厚生労働省によると、引きこもりの定義は以下となります。
「仕事や学校に行かず、かつ家族以外の人との交流をほとんどせずに、6か月以上続けて自宅にひきこもっている状態」を「ひきこもり」と呼んでいます。
「ひきこもり」は、単一の疾患や障害の概念ではなく、様々な要因が背景になって生じます。ひきこもりのいる世帯数は、約32万世帯とされています。
(引用元:政策レポート(ひきこもり施策について)|厚生労働省)
引きこもりとは、6カ月以上自宅に引きこもっている状態のことを表しており、病気などではなく学校・職場・人間環境・家庭環境など、要因も多岐に渡るといいます。引きこもりの間は自宅などで親の保護の元、暮らすことになりますが、引きこもりの子供を持つ親の特徴としては、どのような点が挙げられるのでしょうか。
将来のことばかり考えている
子供が引きこもりになってしまう原因として、親が将来のことばかりを気にかけ、「勉強しなさい」「〇〇のような大人になりなさい」など、気付かないうちに子供にプレッシャーを負わせていることが考えられます。

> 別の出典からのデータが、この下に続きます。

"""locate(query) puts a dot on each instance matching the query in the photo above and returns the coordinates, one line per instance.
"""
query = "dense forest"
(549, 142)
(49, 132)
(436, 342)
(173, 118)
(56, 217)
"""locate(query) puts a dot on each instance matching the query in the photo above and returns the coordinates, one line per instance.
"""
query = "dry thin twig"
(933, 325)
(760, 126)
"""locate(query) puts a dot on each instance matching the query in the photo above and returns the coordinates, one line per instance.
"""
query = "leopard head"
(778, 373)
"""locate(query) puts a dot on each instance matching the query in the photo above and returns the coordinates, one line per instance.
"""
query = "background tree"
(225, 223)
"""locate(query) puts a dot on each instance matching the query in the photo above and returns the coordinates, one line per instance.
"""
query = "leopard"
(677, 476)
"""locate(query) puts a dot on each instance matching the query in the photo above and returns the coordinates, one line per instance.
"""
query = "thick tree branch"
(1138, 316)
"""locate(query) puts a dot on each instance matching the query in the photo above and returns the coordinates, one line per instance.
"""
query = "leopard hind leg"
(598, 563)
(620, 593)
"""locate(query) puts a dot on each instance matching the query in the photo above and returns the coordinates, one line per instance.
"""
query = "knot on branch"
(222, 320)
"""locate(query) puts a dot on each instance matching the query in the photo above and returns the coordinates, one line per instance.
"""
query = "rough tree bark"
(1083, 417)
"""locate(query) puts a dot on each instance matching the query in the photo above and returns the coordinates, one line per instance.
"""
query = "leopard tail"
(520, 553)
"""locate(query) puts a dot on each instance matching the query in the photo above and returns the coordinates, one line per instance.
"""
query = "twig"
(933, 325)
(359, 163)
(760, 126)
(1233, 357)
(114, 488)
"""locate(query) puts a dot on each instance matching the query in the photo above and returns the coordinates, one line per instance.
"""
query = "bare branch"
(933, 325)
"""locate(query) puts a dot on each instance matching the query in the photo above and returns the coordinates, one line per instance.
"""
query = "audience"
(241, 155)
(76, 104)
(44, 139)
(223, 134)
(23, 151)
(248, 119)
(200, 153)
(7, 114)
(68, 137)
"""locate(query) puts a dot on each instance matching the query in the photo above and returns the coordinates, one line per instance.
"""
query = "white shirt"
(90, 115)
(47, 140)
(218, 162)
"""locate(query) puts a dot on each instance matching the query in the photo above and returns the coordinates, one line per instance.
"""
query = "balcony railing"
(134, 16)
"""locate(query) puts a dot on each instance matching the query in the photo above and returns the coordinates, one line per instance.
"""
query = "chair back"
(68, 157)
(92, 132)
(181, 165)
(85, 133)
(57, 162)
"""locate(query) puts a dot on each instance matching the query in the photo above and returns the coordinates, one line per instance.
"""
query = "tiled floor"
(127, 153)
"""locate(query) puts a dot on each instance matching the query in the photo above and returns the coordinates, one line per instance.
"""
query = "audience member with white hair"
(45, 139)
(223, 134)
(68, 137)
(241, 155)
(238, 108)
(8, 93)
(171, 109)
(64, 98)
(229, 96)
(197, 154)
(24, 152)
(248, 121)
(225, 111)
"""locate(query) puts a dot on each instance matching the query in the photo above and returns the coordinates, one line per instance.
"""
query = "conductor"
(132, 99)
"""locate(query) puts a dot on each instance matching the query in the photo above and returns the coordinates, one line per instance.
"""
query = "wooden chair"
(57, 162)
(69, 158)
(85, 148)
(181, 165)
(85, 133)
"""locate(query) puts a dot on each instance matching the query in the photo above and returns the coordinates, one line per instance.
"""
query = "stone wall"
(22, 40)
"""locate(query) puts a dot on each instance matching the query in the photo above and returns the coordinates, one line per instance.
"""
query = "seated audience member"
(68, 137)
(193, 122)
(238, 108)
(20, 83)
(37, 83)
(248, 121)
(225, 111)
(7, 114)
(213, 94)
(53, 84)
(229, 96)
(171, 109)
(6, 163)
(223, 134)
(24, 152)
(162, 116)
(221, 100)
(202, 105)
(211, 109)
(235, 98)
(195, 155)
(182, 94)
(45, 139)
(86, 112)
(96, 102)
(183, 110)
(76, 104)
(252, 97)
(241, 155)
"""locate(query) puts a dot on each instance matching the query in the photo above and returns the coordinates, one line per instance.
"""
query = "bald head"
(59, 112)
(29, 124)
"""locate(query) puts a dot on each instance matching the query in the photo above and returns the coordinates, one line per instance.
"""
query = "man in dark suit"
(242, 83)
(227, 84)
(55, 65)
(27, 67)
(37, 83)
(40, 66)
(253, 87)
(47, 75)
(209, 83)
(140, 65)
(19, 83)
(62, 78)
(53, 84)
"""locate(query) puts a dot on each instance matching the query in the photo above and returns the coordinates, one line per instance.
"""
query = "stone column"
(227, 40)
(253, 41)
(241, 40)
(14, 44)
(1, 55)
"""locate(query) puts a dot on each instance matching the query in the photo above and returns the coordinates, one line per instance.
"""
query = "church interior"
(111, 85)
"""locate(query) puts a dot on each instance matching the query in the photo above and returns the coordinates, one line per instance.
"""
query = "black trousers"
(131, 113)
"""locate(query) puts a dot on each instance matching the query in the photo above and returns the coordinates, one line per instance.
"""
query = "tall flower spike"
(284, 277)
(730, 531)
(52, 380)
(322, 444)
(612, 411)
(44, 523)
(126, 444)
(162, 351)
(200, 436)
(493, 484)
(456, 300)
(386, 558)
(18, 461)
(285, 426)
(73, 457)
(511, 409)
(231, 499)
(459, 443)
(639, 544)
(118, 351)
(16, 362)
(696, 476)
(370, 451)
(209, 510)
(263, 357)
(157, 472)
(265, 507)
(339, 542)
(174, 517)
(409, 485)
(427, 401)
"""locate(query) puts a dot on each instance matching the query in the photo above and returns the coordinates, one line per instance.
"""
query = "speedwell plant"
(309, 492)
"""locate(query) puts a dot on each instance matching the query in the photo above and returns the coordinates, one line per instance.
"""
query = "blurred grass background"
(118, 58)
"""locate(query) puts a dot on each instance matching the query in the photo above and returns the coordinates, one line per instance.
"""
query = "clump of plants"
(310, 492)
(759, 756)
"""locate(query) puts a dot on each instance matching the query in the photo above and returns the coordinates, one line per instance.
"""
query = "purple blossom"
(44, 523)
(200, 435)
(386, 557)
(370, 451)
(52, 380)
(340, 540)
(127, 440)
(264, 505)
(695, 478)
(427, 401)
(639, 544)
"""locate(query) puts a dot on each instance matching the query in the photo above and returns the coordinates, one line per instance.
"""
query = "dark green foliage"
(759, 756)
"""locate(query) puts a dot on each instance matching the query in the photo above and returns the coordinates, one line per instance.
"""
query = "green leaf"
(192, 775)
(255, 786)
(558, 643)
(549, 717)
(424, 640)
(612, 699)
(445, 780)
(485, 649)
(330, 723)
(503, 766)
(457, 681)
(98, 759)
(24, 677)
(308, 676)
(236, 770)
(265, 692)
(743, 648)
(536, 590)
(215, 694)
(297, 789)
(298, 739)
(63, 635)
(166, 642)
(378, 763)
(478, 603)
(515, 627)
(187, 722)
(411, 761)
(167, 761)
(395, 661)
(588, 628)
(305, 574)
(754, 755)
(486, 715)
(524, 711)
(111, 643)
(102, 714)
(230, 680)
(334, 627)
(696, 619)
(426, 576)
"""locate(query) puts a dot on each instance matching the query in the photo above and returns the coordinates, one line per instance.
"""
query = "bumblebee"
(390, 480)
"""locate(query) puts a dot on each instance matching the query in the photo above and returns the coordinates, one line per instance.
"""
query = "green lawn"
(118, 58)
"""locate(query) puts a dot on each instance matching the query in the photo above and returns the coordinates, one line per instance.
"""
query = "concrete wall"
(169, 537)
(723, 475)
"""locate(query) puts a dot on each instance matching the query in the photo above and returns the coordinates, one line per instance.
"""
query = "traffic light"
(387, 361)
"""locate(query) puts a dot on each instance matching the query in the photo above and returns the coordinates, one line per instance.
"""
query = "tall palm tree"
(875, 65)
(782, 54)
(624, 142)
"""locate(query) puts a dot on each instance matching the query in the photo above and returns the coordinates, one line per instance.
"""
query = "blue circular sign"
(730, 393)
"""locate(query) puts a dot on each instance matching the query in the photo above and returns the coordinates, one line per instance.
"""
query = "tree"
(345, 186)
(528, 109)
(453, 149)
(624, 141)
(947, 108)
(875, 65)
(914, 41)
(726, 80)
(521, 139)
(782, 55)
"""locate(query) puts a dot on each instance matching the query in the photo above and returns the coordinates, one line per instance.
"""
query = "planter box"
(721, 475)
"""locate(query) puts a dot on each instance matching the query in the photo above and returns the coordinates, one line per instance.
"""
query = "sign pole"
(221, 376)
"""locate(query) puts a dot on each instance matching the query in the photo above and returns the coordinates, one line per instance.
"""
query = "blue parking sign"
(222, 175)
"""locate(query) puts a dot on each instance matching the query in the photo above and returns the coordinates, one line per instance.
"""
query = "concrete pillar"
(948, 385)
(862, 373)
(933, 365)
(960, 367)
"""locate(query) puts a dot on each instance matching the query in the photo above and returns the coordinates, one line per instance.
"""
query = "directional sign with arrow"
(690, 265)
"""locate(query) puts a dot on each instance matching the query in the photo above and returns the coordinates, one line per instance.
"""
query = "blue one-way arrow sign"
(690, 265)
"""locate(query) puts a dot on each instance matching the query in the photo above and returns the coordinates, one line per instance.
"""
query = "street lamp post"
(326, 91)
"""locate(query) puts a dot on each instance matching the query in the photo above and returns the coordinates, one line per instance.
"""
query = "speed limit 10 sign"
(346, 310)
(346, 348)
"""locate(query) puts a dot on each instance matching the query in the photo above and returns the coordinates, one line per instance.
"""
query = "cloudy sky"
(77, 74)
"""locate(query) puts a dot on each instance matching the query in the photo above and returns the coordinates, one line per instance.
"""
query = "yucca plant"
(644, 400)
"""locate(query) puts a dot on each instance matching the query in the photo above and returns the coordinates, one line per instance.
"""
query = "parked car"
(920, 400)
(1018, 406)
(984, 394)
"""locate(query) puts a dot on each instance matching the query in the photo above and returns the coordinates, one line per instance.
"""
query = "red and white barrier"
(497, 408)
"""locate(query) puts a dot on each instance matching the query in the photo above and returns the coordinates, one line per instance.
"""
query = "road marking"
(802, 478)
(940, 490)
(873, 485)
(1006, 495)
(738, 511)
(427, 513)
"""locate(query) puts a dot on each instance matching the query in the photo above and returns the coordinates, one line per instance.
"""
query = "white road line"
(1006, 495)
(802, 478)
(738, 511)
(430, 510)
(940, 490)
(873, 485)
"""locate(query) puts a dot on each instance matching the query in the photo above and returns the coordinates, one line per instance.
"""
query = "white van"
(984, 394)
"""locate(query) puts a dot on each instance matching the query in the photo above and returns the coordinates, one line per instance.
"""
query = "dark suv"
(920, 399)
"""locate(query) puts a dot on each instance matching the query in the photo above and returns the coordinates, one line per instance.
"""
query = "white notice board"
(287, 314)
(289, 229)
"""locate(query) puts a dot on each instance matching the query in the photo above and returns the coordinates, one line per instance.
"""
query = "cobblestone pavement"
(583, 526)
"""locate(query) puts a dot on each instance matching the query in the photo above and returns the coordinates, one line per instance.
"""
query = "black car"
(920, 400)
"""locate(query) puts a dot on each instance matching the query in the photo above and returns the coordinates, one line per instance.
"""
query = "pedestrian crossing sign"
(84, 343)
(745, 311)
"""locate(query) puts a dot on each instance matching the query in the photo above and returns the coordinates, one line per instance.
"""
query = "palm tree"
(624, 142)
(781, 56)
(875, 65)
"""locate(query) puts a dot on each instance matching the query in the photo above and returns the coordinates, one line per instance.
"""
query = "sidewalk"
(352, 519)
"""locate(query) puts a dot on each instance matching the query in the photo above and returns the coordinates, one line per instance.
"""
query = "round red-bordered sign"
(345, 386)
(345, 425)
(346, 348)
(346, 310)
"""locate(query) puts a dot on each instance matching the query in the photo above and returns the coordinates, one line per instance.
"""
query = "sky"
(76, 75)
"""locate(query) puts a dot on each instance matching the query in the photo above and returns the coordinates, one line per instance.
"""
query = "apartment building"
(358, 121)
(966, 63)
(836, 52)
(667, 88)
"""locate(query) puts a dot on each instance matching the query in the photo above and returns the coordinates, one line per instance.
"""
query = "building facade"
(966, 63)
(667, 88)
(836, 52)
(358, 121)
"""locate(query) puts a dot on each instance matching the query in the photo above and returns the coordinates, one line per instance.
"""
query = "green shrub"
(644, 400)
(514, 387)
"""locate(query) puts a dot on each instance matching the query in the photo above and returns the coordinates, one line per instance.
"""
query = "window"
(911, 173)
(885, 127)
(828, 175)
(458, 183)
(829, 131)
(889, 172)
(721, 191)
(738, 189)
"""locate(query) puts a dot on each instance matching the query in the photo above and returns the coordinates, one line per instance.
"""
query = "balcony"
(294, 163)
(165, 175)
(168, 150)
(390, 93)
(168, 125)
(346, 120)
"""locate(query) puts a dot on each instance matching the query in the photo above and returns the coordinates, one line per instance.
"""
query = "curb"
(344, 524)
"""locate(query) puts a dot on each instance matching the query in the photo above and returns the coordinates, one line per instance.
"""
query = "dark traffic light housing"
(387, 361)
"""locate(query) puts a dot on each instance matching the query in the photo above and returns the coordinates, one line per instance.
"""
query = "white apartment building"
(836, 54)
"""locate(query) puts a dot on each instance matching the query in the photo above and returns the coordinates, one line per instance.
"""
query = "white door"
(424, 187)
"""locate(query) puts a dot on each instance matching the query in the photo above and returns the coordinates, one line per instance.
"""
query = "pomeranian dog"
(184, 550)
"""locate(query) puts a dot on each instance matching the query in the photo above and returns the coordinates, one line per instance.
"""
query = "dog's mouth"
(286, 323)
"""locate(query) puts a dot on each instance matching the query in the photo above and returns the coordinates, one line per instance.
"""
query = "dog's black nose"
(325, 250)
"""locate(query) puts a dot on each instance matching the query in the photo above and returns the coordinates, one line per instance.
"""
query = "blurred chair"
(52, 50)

子供が本当にやりたいことや、今現在抱えている問題に気付きにくくなってしまうことで、精神的に追い詰められ、親子のコミュニケーションが上手にとれずに悩んでしまい、部屋から出ない引きこもりの状態へとつながってしまいます。
親の価値観を子供に押し付ける
当然ながら、親が育ってきた環境と子供が育った環境では、社会情勢や教育理念などの面で大きく異なる点がたくさんあります。
学校での勉強に対して「勉強しなさい」と何度も言ってしまうのは、偏差値教育で育った親世代の価値観が影響している可能性があります。そのため、「暗記ならやればできる」「予習復習を必ずしなさい」など、一方的に押し付けるように大人の価値観を強要してしまうと、子供がいくら勉強が好きでも、学校や社会に対して苦痛を感じるきっかけとなってしまいます。
愚痴や不満が多い
子供が自分の部屋に引きこもってしまう原因として、リビングなどの家庭の共通スペースの居心地の悪さが考えられます。ご飯を食べるときやテレビを観る時間など、本来ならリラックスしてくつろぐことができる空間で、親からの愚痴や不平不満の声が多くなると、自然と部屋にこもりがちになってしまうでしょう。
親子間でのコミュニケーション不足や、意思疎通がうまくいかない場合は、子供が自分の居場所がなくなったと感じてしまい、部屋に引きこもってしまう原因となってしまいます。
子供を甘やかしすぎてしまう
時には子供から悩みや相談をされることもあることでしょう。子供は話を聞いてもらうことで学校や社会で溜まったストレスを解消することができます。しかし、子供自身が反省しなければいけない場面であっても、親が注意をせず「うん。そうだね」と受け入れてしまうことがあります。そうすると、子供は親や家族から守られた環境に満足してしまい、部屋に引きこもって自分の好きなことばかりをするようになってしまいます。
期待や心配が大きすぎる
親が子供の将来を心配することは当然のことです。ともすれば「社会ではこういう現実が待っている」「あなたは社会のために役に立つ人間になる」など、期待や心配が大きすぎてしまうこともあります。そのため、子供が自分の価値観と親の価値観を混同してしまい、自立心が育たず、社会とのギャップを感じて引きこもりになってしまいかねません。